É um retrato de um país que está precisando fazer sacrifícios para garantir a alimentação. Itens básicos como arroz (34%), feijão (36%) e macarrão (38%) também estão sendo menos consumidos. Mas, por serem mais difíceis de serem substituídos, a redução é em uma escala menor.
Os cortes na lista não estão afetando somente os mais pobres. A pesquisa aponta que, por faixa de renda, os percentuais são altos mesmo nas famílias que recebem mais dez salários mínimos: 67% relatam ter cortado algum item alimentício. Mas é de fato nas camadas mais baixas que o impacto da inflação é escandaloso: na faixa da população com até dois salários, 88% das pessoas estão fazendo ainda mais restrições. Se já não era fácil, o tombo do poder de compra tem tornado as escolhas ainda mais duras.
No esquema das substituições, o ovo vira a proteína principal. Na pesquisa, 50% afirmaram ter aumentado o seu consumo. Enquanto a carne de boi se transforma em um item de luxo, o frango e o porco ganham espaço. Mas o que tem chamado atenção é o consumo de partes mais baratas como o pé de galinha e a moela, visto que o frango também encareceu.
"Dizem que pé de frango faz bem para os ossos, mas eu digo que faz bem para o bolso", sentenciou a cozinheira Irene Moreno, de Sorocaba, em reportagem do Estadão Conteúdo. São cortes apreciados por muitas pessoas, inclusive chefs de cozinha, mas a questão é quando não se trata de uma escolha por gosto, mas por falta de dinheiro.
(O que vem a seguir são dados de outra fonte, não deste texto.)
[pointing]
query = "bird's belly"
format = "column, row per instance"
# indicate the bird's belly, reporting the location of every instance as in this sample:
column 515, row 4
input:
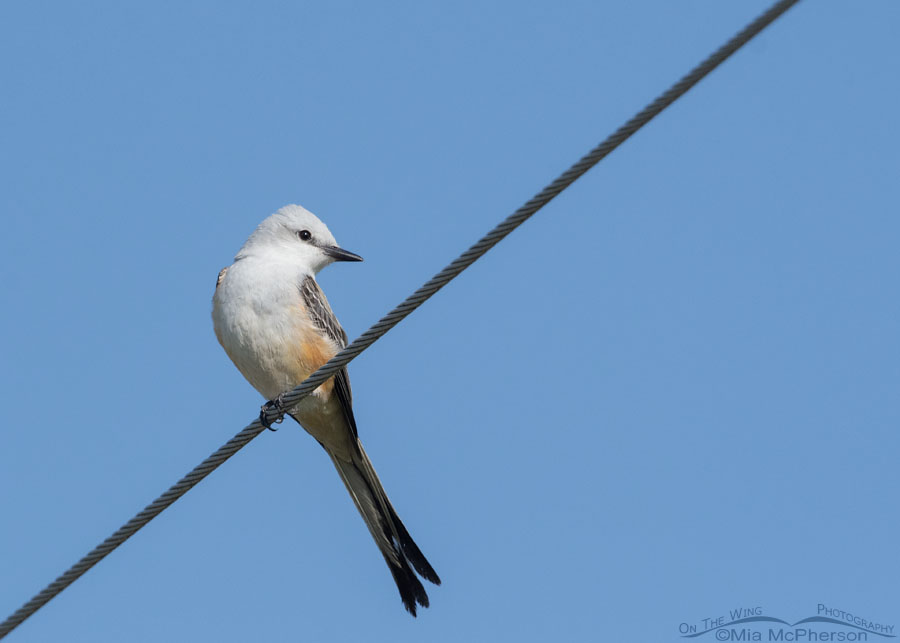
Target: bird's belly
column 274, row 352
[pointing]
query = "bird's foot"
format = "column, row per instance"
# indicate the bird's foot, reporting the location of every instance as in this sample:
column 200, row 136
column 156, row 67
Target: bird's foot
column 278, row 405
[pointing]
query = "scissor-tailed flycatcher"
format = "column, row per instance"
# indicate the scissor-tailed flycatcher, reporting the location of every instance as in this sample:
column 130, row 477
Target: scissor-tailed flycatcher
column 275, row 323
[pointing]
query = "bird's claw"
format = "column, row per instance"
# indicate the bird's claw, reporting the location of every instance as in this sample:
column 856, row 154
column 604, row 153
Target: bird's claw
column 278, row 405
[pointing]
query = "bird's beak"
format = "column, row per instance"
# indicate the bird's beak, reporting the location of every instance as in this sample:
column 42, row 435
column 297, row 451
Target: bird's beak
column 339, row 254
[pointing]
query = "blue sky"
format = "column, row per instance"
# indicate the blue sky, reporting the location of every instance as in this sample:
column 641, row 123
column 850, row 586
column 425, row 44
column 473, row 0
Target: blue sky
column 670, row 394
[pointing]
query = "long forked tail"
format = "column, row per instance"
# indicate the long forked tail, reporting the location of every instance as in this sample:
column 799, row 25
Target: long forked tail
column 396, row 545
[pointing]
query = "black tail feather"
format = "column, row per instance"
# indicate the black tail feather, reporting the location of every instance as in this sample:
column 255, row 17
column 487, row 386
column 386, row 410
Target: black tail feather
column 412, row 551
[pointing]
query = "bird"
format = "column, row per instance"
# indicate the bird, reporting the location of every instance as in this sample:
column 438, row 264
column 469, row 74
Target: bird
column 276, row 325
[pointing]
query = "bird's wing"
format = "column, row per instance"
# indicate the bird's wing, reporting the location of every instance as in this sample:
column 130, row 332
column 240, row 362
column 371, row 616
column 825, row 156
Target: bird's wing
column 323, row 317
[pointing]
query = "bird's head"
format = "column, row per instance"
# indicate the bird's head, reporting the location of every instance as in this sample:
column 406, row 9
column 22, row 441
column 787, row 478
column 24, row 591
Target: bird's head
column 294, row 233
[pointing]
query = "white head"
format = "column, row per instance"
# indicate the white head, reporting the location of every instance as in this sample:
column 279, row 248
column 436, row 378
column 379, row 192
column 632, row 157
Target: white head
column 297, row 235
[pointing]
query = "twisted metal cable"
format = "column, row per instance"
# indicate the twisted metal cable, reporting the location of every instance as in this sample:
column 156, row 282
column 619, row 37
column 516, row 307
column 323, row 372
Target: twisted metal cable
column 394, row 317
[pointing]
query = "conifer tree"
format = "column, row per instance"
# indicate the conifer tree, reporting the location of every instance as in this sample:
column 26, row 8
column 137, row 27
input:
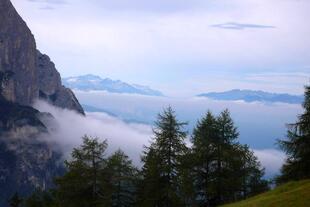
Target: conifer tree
column 224, row 170
column 82, row 184
column 297, row 146
column 162, row 162
column 123, row 180
column 204, row 154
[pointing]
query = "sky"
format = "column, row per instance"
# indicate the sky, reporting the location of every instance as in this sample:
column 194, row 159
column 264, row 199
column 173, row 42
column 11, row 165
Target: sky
column 180, row 47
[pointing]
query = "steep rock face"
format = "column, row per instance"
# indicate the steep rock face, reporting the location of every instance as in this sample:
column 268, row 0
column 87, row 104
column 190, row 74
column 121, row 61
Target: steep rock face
column 50, row 88
column 27, row 161
column 25, row 73
column 17, row 56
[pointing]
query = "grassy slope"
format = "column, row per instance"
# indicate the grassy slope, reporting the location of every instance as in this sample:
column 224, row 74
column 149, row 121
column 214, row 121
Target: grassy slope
column 290, row 194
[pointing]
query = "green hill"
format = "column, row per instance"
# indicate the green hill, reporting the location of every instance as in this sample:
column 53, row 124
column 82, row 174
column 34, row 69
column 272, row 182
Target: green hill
column 290, row 194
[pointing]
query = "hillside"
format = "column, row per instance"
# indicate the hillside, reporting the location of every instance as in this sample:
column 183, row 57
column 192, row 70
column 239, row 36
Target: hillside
column 291, row 194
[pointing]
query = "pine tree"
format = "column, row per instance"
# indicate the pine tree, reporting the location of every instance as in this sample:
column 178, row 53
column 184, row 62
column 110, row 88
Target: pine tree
column 297, row 146
column 204, row 153
column 82, row 184
column 123, row 180
column 227, row 134
column 224, row 170
column 162, row 162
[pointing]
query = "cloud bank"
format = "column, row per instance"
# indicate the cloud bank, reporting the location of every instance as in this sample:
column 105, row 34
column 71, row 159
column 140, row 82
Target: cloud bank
column 68, row 128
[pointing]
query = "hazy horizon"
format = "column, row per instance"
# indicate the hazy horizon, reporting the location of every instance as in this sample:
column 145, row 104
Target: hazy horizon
column 180, row 48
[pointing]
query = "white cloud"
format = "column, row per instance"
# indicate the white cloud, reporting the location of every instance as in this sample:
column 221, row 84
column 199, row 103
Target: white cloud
column 68, row 128
column 85, row 35
column 271, row 159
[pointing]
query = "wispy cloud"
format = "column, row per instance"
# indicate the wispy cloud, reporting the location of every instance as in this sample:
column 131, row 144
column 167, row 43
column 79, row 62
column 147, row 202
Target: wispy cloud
column 49, row 1
column 240, row 26
column 47, row 8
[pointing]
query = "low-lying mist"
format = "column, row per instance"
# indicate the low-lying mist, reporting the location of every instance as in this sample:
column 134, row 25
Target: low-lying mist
column 68, row 127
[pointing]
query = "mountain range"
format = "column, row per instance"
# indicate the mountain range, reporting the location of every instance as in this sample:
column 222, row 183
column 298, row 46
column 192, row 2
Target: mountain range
column 92, row 82
column 27, row 161
column 253, row 96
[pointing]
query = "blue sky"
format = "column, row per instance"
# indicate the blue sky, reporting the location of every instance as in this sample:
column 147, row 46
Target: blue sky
column 180, row 47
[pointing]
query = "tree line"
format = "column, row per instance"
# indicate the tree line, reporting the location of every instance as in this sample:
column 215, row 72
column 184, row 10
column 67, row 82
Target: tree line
column 211, row 170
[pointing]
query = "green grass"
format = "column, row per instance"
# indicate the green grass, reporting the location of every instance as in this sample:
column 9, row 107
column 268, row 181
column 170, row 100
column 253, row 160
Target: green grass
column 292, row 194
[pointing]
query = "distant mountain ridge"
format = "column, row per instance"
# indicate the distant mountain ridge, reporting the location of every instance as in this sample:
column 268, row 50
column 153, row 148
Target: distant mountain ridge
column 253, row 96
column 94, row 82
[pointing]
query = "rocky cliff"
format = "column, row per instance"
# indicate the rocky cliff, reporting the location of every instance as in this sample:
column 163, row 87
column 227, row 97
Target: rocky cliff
column 25, row 73
column 17, row 56
column 27, row 161
column 50, row 88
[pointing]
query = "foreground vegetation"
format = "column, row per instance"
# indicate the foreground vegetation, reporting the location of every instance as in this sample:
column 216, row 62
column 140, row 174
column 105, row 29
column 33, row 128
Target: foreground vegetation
column 293, row 194
column 215, row 170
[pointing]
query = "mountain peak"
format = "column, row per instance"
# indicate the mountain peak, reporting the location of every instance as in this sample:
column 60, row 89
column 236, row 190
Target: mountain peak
column 94, row 82
column 254, row 95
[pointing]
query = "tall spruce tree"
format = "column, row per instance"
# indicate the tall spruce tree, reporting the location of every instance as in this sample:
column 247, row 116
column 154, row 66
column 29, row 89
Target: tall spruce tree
column 82, row 184
column 224, row 170
column 122, row 180
column 163, row 162
column 297, row 146
column 204, row 138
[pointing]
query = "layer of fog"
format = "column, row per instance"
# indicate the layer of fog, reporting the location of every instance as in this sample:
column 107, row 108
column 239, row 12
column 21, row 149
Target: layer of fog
column 68, row 127
column 259, row 124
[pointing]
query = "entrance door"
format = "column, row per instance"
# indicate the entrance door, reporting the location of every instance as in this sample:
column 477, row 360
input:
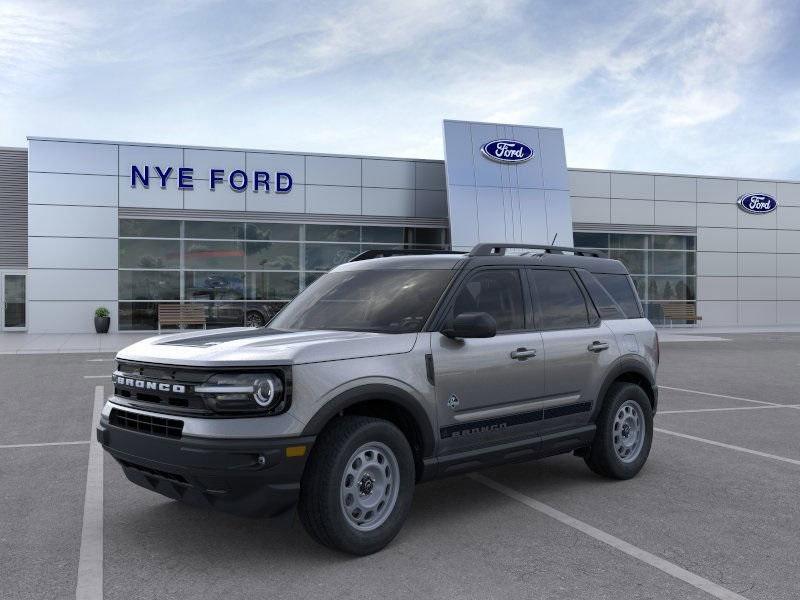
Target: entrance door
column 12, row 292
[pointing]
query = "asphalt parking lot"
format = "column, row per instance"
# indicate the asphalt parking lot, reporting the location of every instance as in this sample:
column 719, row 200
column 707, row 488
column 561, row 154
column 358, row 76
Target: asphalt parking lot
column 714, row 513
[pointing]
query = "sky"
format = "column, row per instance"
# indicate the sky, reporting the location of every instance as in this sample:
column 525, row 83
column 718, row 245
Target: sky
column 709, row 87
E é essa a situação de tanta gente.
Como nas imagens divulgadas, há dois meses, de uma fila em um açougue de Cuiabá, no Mato Grosso, formada para o recebimento de ossos. Fila que reuniu pessoas em dificuldades financeiras graves, que viram naquela doação a possibilidade de colocar um pouco de carne na panela, para garantir o sustento da família.
Dados de 2020 da Rede Brasileira de Pesquisa em Soberania e Segurança Alimentar e Nutricional (Penssan) mostram que há 19 milhões no país em situação de fome. A insegurança alimentar ganha espaço em um país no qual o desemprego atinge 14 milhões de pessoas.
As incertezas dominam o cenário econômico nacional. A OCDE (Organização para a Cooperação e Desenvolvimento Econômico) divulgou nesta terça-feira (21) uma projeção de que a inflação no Brasil deve ficar entre as maiores do mundo em 2021, considerando um grupo de cerca de 20 economias. Pelas perspectivas, o país só ficará atrás da Turquia (17,8%) e da Argentina (47%).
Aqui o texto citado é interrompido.